July 02, 2019
Gamification isn’t a new term, but few truly understand how to embrace and deploy it as a strategic tool.
When I was nine-years-old my father took me to the candy store to buy a bag of marbles. Arriving home, wide-eyed with delight and anticipation, I’d empty the green, blue, gray, red and marbled (pun intended) spheres onto the living room floor. After school, my friends and I assembled at a grass-deprived lot at the end of our street and created a three-foot in diameter circle in the soil. The next order of business was setting ground rules: Were we playing for “keepies,” (players got to keep the marbles that they shot out of the circle) or just for; and who went first, second and so on.
At the end of each game we’d determine the winner based on who won the most marbles. When we excelled at shooting and winning, and marbles were easily knocked from the ring, we doubled the size of the circle, thereby increasing the level of difficulty. A simple game indeed. But one that had us convening to do the same thing for upteen hours on end. Why? In a few words: It was fun. It was highly motivating. But what was so motivating about it?
In discussing the ingredients of successful gamification (i.e. the use of game elements and game design techniques in non-game contexts) Werbach lists three things:
When playing marbles, the task of knocking opponents’ marbles out of the circle required eye-hand coordination and patience with many “misses;”
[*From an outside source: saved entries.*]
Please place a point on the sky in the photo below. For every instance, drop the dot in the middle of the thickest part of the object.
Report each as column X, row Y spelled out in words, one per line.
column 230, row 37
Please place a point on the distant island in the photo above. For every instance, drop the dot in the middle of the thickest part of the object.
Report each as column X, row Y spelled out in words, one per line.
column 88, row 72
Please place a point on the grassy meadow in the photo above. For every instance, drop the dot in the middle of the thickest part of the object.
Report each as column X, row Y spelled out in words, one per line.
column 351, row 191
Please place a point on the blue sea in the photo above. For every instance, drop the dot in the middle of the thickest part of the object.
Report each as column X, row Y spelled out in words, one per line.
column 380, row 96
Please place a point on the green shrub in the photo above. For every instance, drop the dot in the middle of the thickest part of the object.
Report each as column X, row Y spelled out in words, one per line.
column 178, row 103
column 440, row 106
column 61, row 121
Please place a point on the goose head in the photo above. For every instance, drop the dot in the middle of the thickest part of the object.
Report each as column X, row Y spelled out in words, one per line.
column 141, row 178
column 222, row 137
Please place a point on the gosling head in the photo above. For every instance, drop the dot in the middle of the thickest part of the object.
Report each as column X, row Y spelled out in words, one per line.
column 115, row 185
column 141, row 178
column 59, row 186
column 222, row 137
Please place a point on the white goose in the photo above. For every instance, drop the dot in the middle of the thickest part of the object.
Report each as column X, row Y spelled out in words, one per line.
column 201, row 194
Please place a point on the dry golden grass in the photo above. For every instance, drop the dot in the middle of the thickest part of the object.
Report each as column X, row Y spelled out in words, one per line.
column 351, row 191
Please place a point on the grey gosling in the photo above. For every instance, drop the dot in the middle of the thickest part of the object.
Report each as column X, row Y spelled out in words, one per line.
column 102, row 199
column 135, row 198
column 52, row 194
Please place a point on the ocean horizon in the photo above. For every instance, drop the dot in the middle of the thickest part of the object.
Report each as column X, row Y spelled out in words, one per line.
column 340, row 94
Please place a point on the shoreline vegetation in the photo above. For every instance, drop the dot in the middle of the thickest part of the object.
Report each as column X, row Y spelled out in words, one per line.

As we played we’d often talk about the Yankees or Knickerbockers or a girl in our third grade class;
When a three-foot circle became too easy, we’d enlarge it, thereby increasing the level of difficulty of the game.
But even more than the fact that marbles had what it takes to be fun, our after-school pastime had something even more important: It was “intrinsically motivating” — a term used by Werbach. That is, it provided players with: Competence — as players improved they got a bigger stash of marbles to take home; Autonomy — players could choose to play or not, and choose which marbles they elected to use; and Relatedness — players could become better friends. Or not. Some of us were sore losers.
Palmer described a customer engagement platform created to help deliver energy efficient programs. The company, O Power, had an app that allowed friends to discuss and compare their household electricity use. Users left tips, provided support, and shared successes as they challenged each other to reduce their energy usage. This resulted in hundreds of millions of kilowatt hours saved as real-world data combined with an ability to socialize and receive rewards, changed behavior.
Wroten chronicled an insurance company in Buffalo, NY, that designed a sales competition whereby employees earned points and competed to win tickets to a Buffalo Sabres game.
Werbach recounted a company that, in an effort to improve the health of its employees, broke them into teams, which competed for and received points and badges. There was a huge uptake in results.
Caveats: As put so well by Nevogt in the Huffington Post, gamification isn’t a panacea. It can’t cure an office with deeper organizational problems. The best-designed gamification — with all the player modeling, iteration and prototyping bells and whistles available — will be of limited value If the company’s CEO is collecting kickbacks from the mob. Also, games must be designed so that people are motivated to improve their job performance as opposed to winning money or awards. Finally, as in the game of marbles, the game design has to leave us wide-eyed with delight and anticipation.